Fellow opposition leader Ngarlejy Yorongar, who had been arrested the same day than Saleh, said on March 6, 2008 that he believed Saleh had probably died as a result of his treatment in captivity. According to Yorongar, Saleh was severely beaten and it would, in Yorongar's opinion, be miraculous if he had survived such treatment. He urged the French to work to have the truth of the situation disclosed. A cousin of Saleh said at this time that his family had still not received any information and that they were very worried.
Saleh is the father of four children.

The three French Mathematical Societies, SFdS, SMAI and SMF have created in 2009 the prize Ibni Oumar Mahamat Saleh in his memory.

According to an investigation in 2020 by online newspaper Le Média, Mahamat Ismaïl Chaïbo, then executive at Agence nationale de sécurité, moved Ibni Saleh severely beaten but still alive, during the night of February 3, 2008 from a cell in the Farcha district of N'Djamena to the presidential palace, downtown. There, president Idriss Déby engaged in a cover-up by not allowing Saleh's transfer to an hospital. Saleh died during that night; from that moment, the official stance on Saleh's whereabouts would be: « We are searching for him. ».

==Commission of enquiry==
On March 17, 2008, the CPDC coalition called for Saleh's release and for the establishment of a "truly international and truly independent commission of inquiry" to investigate the matter, rather than the commission established by the government. A new and more independent commission was set up to replace the earlier commission on April 2.

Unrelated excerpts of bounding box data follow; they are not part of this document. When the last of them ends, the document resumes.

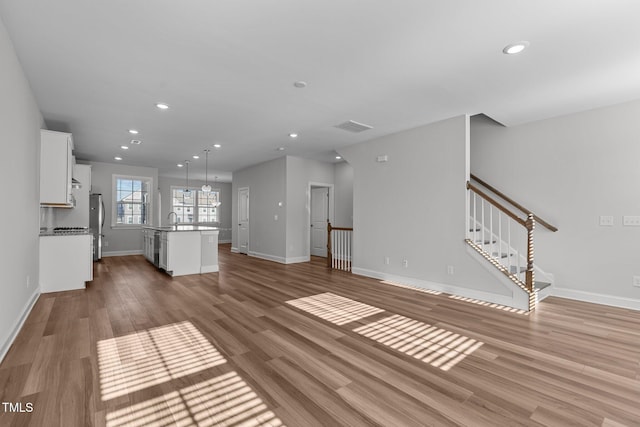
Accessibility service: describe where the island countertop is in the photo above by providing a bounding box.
[142,224,220,232]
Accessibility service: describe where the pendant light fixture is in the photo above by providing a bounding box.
[213,176,222,208]
[183,160,191,196]
[202,148,211,193]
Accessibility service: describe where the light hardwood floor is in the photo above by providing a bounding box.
[0,245,640,427]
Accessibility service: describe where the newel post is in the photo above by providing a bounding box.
[327,221,333,268]
[525,213,536,292]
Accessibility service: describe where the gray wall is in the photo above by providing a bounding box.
[471,101,640,309]
[338,116,511,301]
[333,162,353,227]
[155,176,232,243]
[89,162,158,256]
[231,157,287,261]
[0,17,44,358]
[286,156,334,262]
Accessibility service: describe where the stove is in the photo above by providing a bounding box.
[53,227,89,234]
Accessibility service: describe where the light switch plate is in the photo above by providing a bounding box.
[622,215,640,227]
[600,215,613,227]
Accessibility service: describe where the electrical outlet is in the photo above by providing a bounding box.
[600,215,613,227]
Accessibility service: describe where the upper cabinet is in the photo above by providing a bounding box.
[40,130,74,208]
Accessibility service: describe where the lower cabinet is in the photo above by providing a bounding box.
[142,228,218,276]
[39,234,93,292]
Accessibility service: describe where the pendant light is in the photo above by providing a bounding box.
[213,175,222,208]
[183,160,191,196]
[202,149,211,193]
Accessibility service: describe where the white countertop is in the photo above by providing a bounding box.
[142,224,220,232]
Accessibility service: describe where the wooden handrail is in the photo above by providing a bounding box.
[327,221,353,268]
[467,181,527,227]
[467,174,558,232]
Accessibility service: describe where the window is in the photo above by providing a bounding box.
[111,175,152,227]
[171,187,220,223]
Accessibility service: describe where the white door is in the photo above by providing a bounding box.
[311,187,329,258]
[238,187,249,254]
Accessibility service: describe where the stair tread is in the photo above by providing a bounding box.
[491,252,513,258]
[536,282,551,291]
[476,240,496,245]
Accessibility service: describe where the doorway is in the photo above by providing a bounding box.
[238,187,249,255]
[309,183,333,258]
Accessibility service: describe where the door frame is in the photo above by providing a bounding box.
[236,186,251,255]
[306,181,335,261]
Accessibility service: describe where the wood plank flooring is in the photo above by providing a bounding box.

The commission heard testimony from over 1,500 people, including high-ranking officials and the Chadian President himself; its report was submitted to Déby on August 5, 2008 and publicized a month later on September 3. This report concluded that Saleh had been arrested by the army at his home in N'Djamena on February 3, but said that it was not possible to reach a conclusion on what happened to him afterwards due to lack of evidence, while noting that "people think he is now dead". The commission raised also some doubts about Yorongar's testimony. Speaking after the report's release, his son, Mohamed Saleh, denounced it as a "parody", and he alleged that Déby was responsible for Saleh's death. According to Mohamed Saleh, Déby ordered the Republican Guard to arrest Saleh, who was then taken to the presidential palace, where he was tortured and killed. Mohamed Saleh demanded that the authorities turn his father's body over to his family.

Several French MPs or senators, notably Jean-Pierre Sueur, a senator for the Orléans area, where Ibni Saleh did his PhD, pressured the French government for declassifying the documents relating to the French military intervention in February 2008, when France used their troops stationed in Chad to clear up the government. However it is unlikely the French government will release evidence incriminating Déby's team, especially when France is soliciting Chadian help for their strikes against rebel forces in Mali of January 2013.

In 2017, the French minister of Defence indicated that he declassified the documents requested by the judges in charge of the inquest.